In today’s article, we’ll look at some of the most important factors any investor should be looking at before getting their feet wet.
Location
This cannot be emphasized enough! Location remains a top factor for real estate investing. You want to buy a property in the right location to maximize your return on investment as quickly as possible.
The right location is one that is in close proximity to scenic views, green spaces, and amenities. Other things that make a location desirable include closeness to transport hubs, markets, warehouses, and freeways.
To get more information about a particular vicinity, especially when it comes to long-term area planning, you can get in touch with the city’s zoning and urban planning departments.
Property Valuation
A proper property valuation will become important during the financing stage. Other things that rely on property valuation include taxation and insurance. Generally speaking, you can choose from either of three evaluation methods: sales comparison approach, income approach, and cost approach.
The sales comparison approach looks for recent comparables in the market. That is, properties that share similar characteristics. The cost approach looks at the cost of land and construction, less the depreciation. The income approach is based on cash inflows, and is suitable for prospective landlords.
Purpose of Investment
This is key from the get-go. Have clarity on why you are investing in the first place. The following are common reasons for real estate investing.
- Buy and use the property yourself: Are you looking to save on rent? This can be a good investment strategy for self-utilization all while racking up property appreciation.
- Buy and find prospective tenants: Are you looking for a regular income stream and long-term property appreciation? If so, this can be a good investment to consider. Just make sure you familiarize yourself with the local landlord-tenant laws, prevailing rent amounts, and have the temperament to be a landlord.
- Buy and sell for profit over a short period: This is also known as flipping a house.
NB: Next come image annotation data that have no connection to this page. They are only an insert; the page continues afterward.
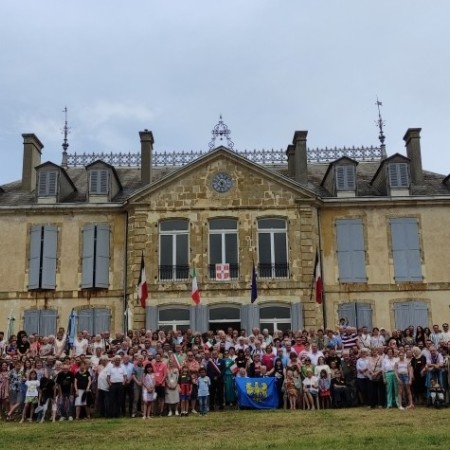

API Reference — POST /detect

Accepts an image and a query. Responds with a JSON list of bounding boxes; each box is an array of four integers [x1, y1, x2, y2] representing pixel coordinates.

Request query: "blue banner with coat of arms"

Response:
[[236, 377, 278, 409]]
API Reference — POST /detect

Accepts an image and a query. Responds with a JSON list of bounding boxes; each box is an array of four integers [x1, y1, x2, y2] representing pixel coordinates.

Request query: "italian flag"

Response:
[[192, 267, 200, 305], [138, 252, 148, 309]]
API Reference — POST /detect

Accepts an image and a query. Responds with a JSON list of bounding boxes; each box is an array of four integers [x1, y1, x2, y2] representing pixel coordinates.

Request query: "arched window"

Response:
[[259, 306, 292, 334], [159, 219, 189, 281], [209, 219, 239, 280], [209, 306, 241, 331], [258, 218, 289, 278], [158, 307, 191, 331]]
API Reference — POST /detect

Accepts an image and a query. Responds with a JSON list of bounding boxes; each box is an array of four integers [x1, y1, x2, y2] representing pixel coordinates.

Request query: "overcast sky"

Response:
[[0, 0, 450, 184]]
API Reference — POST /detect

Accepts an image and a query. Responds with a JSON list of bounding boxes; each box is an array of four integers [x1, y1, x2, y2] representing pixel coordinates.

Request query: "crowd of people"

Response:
[[0, 319, 450, 422]]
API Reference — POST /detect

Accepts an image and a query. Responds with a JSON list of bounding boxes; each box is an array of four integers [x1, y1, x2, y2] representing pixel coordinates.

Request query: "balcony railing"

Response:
[[159, 265, 189, 281], [208, 264, 239, 281], [258, 263, 289, 278]]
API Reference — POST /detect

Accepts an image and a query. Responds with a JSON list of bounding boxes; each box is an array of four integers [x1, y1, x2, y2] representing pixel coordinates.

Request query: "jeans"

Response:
[[197, 395, 209, 414]]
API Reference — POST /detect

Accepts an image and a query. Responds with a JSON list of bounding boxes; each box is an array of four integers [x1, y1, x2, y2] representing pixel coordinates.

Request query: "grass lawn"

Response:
[[0, 408, 450, 450]]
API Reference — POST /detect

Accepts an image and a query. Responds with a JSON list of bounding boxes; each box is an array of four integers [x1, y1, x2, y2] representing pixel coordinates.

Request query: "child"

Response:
[[197, 367, 211, 416], [284, 369, 298, 409], [180, 366, 192, 416], [142, 364, 156, 420], [319, 369, 331, 409], [20, 369, 39, 423]]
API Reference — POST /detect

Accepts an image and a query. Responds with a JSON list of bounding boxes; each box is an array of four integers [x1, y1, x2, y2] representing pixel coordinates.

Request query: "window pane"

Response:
[[159, 235, 174, 266], [209, 308, 241, 320], [258, 218, 286, 229], [159, 220, 188, 231], [273, 233, 287, 264], [259, 306, 291, 319], [258, 233, 272, 264], [225, 234, 238, 264], [209, 234, 222, 264], [209, 219, 237, 230], [176, 234, 188, 266], [159, 308, 190, 322]]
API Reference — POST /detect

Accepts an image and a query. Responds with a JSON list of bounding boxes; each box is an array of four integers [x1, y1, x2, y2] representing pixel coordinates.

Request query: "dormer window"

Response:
[[89, 169, 108, 195], [38, 170, 58, 197], [389, 162, 409, 188], [336, 165, 356, 191]]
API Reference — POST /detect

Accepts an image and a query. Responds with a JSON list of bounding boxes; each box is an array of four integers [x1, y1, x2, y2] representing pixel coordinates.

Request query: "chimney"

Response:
[[403, 128, 423, 184], [139, 129, 155, 185], [22, 133, 44, 192], [294, 131, 308, 184], [286, 144, 295, 178]]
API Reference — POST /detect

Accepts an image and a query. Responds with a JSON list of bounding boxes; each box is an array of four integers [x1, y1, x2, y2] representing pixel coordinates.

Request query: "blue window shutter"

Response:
[[356, 303, 372, 330], [95, 224, 109, 289], [93, 308, 111, 334], [336, 219, 367, 283], [23, 309, 39, 335], [391, 217, 422, 281], [81, 225, 95, 289], [41, 225, 58, 289], [28, 225, 42, 289], [78, 309, 94, 335], [338, 303, 357, 327], [408, 302, 429, 328], [39, 309, 57, 336]]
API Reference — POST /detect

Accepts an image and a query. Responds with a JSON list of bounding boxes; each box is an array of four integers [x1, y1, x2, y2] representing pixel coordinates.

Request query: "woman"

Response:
[[165, 360, 180, 417], [383, 347, 398, 408], [394, 351, 414, 409], [411, 347, 427, 404], [0, 362, 9, 419], [74, 361, 92, 420], [223, 350, 237, 405], [415, 325, 426, 347]]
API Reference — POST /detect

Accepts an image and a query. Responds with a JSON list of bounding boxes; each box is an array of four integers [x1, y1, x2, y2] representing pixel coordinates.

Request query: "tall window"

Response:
[[77, 308, 111, 336], [336, 219, 367, 283], [390, 217, 422, 281], [158, 307, 191, 331], [89, 169, 108, 194], [159, 220, 189, 280], [258, 218, 289, 278], [81, 224, 109, 289], [209, 219, 239, 279], [28, 225, 58, 290]]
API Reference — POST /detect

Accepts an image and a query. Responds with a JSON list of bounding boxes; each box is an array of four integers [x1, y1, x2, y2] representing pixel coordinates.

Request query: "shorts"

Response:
[[398, 373, 409, 384], [155, 386, 166, 398]]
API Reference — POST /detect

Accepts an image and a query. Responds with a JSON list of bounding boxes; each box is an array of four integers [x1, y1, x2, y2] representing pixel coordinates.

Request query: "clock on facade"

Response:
[[212, 172, 233, 193]]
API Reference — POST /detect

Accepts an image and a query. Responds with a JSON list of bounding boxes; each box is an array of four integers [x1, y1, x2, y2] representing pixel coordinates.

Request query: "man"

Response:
[[151, 351, 168, 415], [106, 355, 127, 417], [131, 355, 144, 417], [204, 350, 225, 411], [122, 354, 134, 416], [308, 344, 323, 366], [56, 364, 75, 421]]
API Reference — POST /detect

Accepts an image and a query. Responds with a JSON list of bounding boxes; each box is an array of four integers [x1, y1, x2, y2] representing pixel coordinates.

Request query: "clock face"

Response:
[[212, 172, 233, 193]]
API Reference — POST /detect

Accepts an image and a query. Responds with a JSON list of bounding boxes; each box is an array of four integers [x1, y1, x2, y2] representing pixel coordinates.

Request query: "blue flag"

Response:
[[251, 263, 258, 303], [236, 377, 278, 409]]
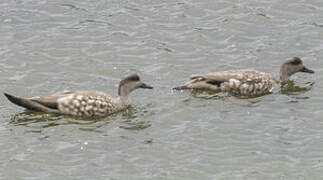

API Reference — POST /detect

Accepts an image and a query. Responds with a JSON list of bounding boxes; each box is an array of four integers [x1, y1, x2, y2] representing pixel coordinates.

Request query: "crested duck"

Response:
[[174, 57, 314, 96], [4, 74, 153, 117]]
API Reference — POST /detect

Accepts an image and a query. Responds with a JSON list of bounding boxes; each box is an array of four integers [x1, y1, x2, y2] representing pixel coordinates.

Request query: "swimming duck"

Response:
[[174, 57, 314, 96], [4, 74, 153, 117]]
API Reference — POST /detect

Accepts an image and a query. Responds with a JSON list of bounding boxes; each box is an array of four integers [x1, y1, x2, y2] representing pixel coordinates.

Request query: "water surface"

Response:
[[0, 0, 323, 180]]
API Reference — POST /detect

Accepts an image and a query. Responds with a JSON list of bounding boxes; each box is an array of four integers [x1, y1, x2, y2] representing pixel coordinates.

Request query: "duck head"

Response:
[[279, 57, 314, 82], [118, 74, 153, 97]]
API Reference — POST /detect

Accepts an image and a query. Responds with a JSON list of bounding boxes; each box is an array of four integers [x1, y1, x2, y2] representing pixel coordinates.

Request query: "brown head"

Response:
[[118, 74, 153, 97], [279, 57, 314, 82]]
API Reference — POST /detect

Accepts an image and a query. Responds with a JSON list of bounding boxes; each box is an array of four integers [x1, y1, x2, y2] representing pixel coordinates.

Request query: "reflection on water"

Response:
[[10, 106, 152, 132], [280, 81, 315, 95]]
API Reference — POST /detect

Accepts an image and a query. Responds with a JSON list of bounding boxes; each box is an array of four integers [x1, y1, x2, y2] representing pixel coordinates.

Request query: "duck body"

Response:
[[174, 57, 314, 96], [175, 69, 279, 96], [4, 74, 152, 117], [5, 91, 126, 117]]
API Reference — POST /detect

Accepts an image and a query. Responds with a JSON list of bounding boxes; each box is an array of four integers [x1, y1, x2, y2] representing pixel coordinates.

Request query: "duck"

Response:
[[4, 74, 153, 117], [173, 57, 314, 96]]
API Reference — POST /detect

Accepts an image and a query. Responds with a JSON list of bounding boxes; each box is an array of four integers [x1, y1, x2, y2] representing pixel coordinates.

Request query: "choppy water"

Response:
[[0, 0, 323, 180]]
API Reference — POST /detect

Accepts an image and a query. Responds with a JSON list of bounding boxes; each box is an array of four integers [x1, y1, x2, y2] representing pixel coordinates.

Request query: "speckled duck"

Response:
[[4, 74, 152, 117], [174, 57, 314, 96]]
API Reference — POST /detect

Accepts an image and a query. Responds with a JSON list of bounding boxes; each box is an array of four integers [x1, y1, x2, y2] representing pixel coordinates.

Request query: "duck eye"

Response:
[[290, 59, 302, 65]]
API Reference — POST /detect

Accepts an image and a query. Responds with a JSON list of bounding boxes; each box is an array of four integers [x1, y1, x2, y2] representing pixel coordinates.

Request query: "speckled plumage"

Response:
[[174, 57, 314, 96], [5, 74, 152, 117], [57, 91, 120, 116]]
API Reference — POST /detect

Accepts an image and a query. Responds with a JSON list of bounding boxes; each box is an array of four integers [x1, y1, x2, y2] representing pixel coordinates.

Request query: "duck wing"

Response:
[[4, 93, 59, 113]]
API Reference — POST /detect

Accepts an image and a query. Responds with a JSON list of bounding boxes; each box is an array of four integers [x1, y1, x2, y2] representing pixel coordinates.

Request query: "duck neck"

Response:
[[279, 66, 292, 83], [117, 96, 130, 108]]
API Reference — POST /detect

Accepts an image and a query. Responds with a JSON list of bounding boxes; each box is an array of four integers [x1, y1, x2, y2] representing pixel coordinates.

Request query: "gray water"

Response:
[[0, 0, 323, 180]]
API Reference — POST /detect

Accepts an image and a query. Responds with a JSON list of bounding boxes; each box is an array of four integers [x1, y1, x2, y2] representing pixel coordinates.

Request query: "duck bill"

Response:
[[140, 83, 153, 89], [301, 66, 314, 74]]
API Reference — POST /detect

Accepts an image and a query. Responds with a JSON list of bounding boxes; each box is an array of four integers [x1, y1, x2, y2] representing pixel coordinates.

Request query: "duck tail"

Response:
[[4, 93, 57, 113], [173, 85, 192, 91]]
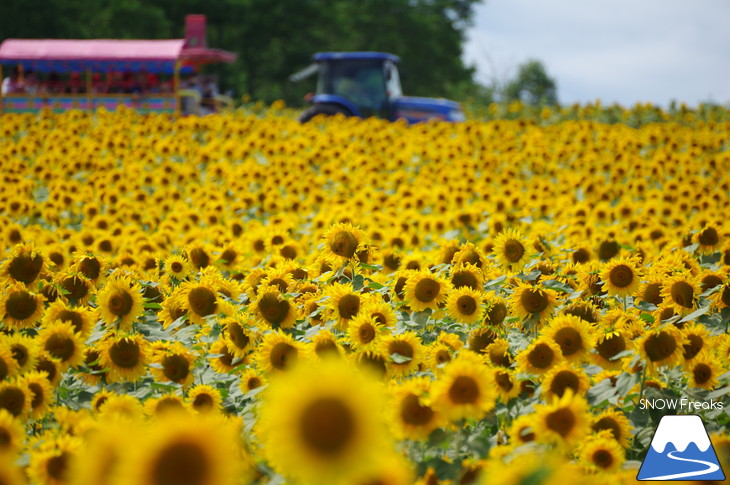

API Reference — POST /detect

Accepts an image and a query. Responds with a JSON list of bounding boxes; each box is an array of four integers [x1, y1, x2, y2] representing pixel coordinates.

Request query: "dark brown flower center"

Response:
[[43, 333, 76, 362], [400, 394, 434, 426], [550, 370, 580, 397], [504, 239, 525, 263], [527, 343, 555, 369], [188, 286, 218, 317], [107, 290, 134, 317], [269, 342, 299, 370], [258, 293, 289, 325], [109, 338, 141, 369], [449, 376, 480, 404], [151, 442, 211, 485], [670, 281, 694, 308], [456, 295, 477, 316], [608, 264, 634, 288], [415, 278, 441, 303], [520, 288, 549, 313], [555, 327, 583, 357], [5, 291, 38, 320], [546, 408, 575, 438], [330, 231, 359, 259], [162, 354, 190, 382], [299, 397, 356, 457], [337, 294, 360, 320], [8, 254, 43, 285], [644, 331, 677, 362]]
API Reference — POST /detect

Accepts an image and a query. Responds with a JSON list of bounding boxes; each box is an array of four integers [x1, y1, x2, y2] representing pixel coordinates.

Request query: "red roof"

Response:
[[0, 39, 185, 61]]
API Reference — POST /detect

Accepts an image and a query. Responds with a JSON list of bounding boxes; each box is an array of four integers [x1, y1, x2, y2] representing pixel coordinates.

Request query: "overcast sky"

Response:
[[464, 0, 730, 107]]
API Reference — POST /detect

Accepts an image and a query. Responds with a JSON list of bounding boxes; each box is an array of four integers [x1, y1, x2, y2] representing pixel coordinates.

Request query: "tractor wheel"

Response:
[[299, 104, 352, 123]]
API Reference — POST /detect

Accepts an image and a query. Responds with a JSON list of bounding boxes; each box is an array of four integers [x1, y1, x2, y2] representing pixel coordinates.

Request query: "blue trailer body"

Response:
[[293, 52, 464, 124]]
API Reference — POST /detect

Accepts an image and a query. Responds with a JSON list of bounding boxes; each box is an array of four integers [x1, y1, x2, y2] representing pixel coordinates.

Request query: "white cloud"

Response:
[[464, 0, 730, 106]]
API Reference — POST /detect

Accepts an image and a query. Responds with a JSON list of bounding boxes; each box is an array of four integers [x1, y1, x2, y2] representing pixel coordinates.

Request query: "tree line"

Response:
[[0, 0, 557, 104]]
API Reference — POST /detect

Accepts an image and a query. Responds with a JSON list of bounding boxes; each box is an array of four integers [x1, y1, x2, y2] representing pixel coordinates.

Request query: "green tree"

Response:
[[504, 59, 558, 106], [0, 0, 480, 103]]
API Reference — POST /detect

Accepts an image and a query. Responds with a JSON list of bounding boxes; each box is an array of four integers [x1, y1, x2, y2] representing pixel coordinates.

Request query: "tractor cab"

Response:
[[290, 52, 464, 123]]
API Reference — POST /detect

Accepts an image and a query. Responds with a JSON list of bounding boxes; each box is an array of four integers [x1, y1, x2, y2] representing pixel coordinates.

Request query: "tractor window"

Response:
[[324, 60, 387, 116], [385, 61, 403, 99]]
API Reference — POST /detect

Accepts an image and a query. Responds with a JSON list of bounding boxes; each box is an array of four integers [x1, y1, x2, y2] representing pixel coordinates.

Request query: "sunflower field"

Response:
[[0, 105, 730, 485]]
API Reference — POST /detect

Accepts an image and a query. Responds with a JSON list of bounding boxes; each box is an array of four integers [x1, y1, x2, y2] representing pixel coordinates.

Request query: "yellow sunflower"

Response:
[[404, 270, 451, 312], [0, 338, 18, 382], [255, 286, 299, 329], [686, 351, 725, 391], [0, 243, 46, 285], [681, 322, 713, 365], [712, 283, 730, 311], [510, 283, 558, 321], [239, 369, 268, 394], [96, 276, 144, 332], [542, 362, 590, 401], [0, 454, 26, 485], [578, 431, 626, 473], [601, 258, 641, 297], [449, 263, 484, 290], [28, 435, 83, 485], [144, 393, 187, 416], [180, 281, 223, 326], [484, 292, 508, 327], [636, 325, 687, 372], [187, 384, 223, 414], [388, 377, 443, 440], [118, 412, 245, 485], [517, 337, 563, 375], [54, 272, 95, 305], [694, 225, 723, 254], [358, 298, 398, 328], [255, 359, 389, 485], [590, 330, 634, 370], [164, 254, 195, 281], [99, 334, 150, 382], [150, 342, 197, 387], [542, 315, 595, 362], [307, 329, 344, 359], [43, 300, 97, 339], [0, 332, 39, 374], [661, 273, 700, 315], [493, 369, 520, 403], [0, 377, 33, 419], [206, 337, 242, 374], [492, 228, 530, 271], [0, 283, 43, 329], [37, 321, 84, 372], [220, 317, 258, 358], [0, 409, 25, 456], [534, 391, 590, 448], [256, 330, 303, 373], [446, 286, 484, 325], [379, 332, 425, 377], [591, 409, 632, 448], [23, 371, 55, 419], [431, 353, 497, 421], [323, 223, 366, 266]]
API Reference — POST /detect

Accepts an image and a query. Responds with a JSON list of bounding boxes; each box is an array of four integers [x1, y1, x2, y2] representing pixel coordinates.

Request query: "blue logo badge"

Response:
[[636, 414, 725, 481]]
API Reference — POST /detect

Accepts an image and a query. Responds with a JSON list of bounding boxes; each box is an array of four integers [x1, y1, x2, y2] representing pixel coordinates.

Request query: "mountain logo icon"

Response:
[[636, 414, 725, 481]]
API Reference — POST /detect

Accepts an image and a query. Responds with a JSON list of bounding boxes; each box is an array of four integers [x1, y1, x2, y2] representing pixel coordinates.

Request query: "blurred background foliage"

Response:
[[0, 0, 557, 106]]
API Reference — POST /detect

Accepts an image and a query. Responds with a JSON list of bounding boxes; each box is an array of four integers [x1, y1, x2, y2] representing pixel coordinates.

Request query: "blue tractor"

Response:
[[289, 52, 464, 123]]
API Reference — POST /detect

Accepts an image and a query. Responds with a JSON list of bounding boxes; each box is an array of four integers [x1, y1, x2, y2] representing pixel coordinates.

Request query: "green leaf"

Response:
[[390, 352, 411, 364], [639, 313, 654, 323], [679, 305, 710, 323], [542, 280, 573, 293]]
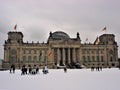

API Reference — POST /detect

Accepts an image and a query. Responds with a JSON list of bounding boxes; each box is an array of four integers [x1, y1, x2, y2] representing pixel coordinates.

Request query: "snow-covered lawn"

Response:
[[0, 68, 120, 90]]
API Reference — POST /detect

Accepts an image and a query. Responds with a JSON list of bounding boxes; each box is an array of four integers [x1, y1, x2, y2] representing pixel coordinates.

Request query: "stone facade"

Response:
[[3, 31, 119, 68]]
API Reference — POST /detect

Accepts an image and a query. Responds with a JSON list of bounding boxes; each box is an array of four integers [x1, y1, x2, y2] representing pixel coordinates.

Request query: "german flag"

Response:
[[94, 37, 99, 45], [48, 52, 52, 56]]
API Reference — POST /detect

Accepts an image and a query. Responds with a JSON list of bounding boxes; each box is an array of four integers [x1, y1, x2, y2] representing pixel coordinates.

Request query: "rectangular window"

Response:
[[23, 56, 27, 62], [87, 56, 90, 62], [82, 56, 86, 62], [96, 56, 100, 62], [92, 56, 95, 62], [23, 49, 26, 54], [28, 49, 31, 54], [33, 56, 37, 62], [28, 56, 32, 61], [34, 50, 37, 54], [101, 56, 104, 62]]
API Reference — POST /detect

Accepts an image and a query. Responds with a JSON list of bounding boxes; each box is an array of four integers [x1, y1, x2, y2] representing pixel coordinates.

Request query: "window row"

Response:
[[23, 49, 47, 54], [23, 56, 47, 61], [82, 56, 104, 62], [82, 49, 104, 54]]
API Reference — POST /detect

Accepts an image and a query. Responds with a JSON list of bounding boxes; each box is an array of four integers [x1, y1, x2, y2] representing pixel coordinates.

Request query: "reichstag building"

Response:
[[3, 31, 118, 68]]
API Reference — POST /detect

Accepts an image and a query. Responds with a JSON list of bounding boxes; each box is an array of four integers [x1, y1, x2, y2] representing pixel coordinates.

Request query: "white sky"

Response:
[[0, 0, 120, 58], [0, 68, 120, 90]]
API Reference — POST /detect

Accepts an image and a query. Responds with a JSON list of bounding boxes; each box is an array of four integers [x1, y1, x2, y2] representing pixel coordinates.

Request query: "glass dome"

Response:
[[52, 31, 70, 39]]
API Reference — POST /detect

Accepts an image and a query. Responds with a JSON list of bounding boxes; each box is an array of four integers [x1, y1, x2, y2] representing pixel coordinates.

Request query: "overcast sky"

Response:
[[0, 0, 120, 58]]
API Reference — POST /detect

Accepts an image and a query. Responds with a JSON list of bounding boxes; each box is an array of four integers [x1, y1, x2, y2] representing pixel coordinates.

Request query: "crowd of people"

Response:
[[10, 64, 49, 75]]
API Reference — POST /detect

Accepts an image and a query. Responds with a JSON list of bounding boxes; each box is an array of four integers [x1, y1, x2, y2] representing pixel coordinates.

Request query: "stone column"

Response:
[[68, 48, 71, 64], [73, 48, 76, 63], [57, 48, 60, 65], [62, 48, 65, 65]]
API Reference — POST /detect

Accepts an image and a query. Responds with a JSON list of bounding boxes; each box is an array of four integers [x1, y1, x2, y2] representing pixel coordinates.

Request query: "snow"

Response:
[[0, 68, 120, 90]]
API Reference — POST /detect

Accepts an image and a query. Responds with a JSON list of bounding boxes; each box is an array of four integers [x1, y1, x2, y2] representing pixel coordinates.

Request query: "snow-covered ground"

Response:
[[0, 68, 120, 90]]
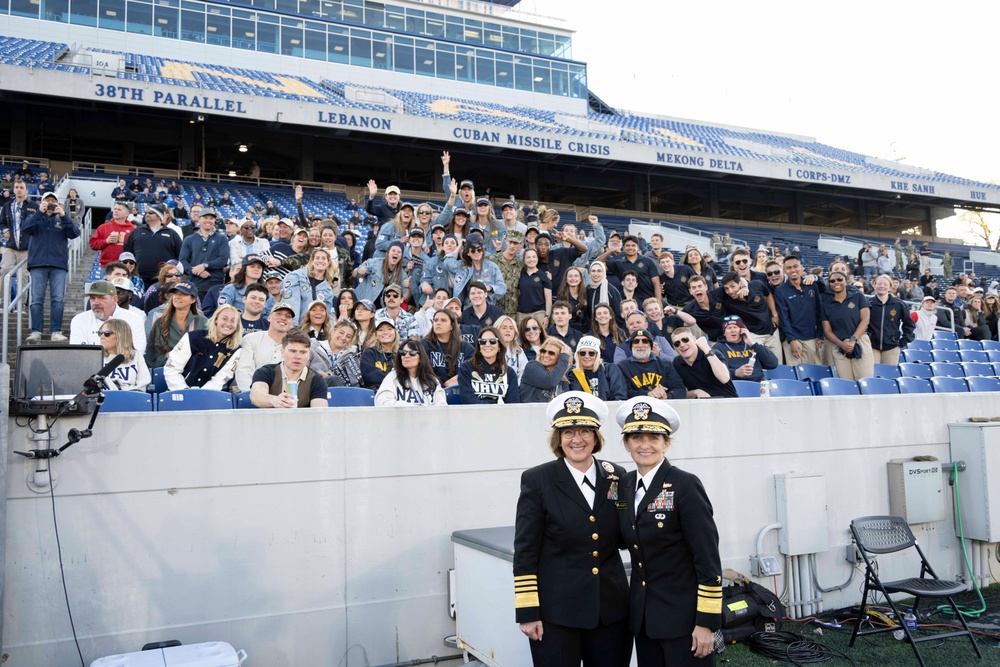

With this strategy, the sole intention of buying a property is to renovate it and then sell it for a profit. You must, however, have a keen eye to pull this one off successfully.
- Buy and sell for profit over a long period: Unlike flipping homes over the short term, this is focused on the long term. By being a long-term goal, this investment strategy is particularly popular with prospective retirees.
Expected Profitability
You’ve probably heard it before – cash flow is king! Indeed, it is the metric used to calculate whether or not a property investment will be profitable. The goal here is to invest in a property that generates positive cash flow every month or will at least be profitable when you eventually sell it.
If looking to become a landlord, then the rental income should be able to cover all expenses and generate a profit. The typical cash flow for a rental property should fall between 7-to-8 percent. However, this percentage can vary depending on the location of your property, property value, and other factors.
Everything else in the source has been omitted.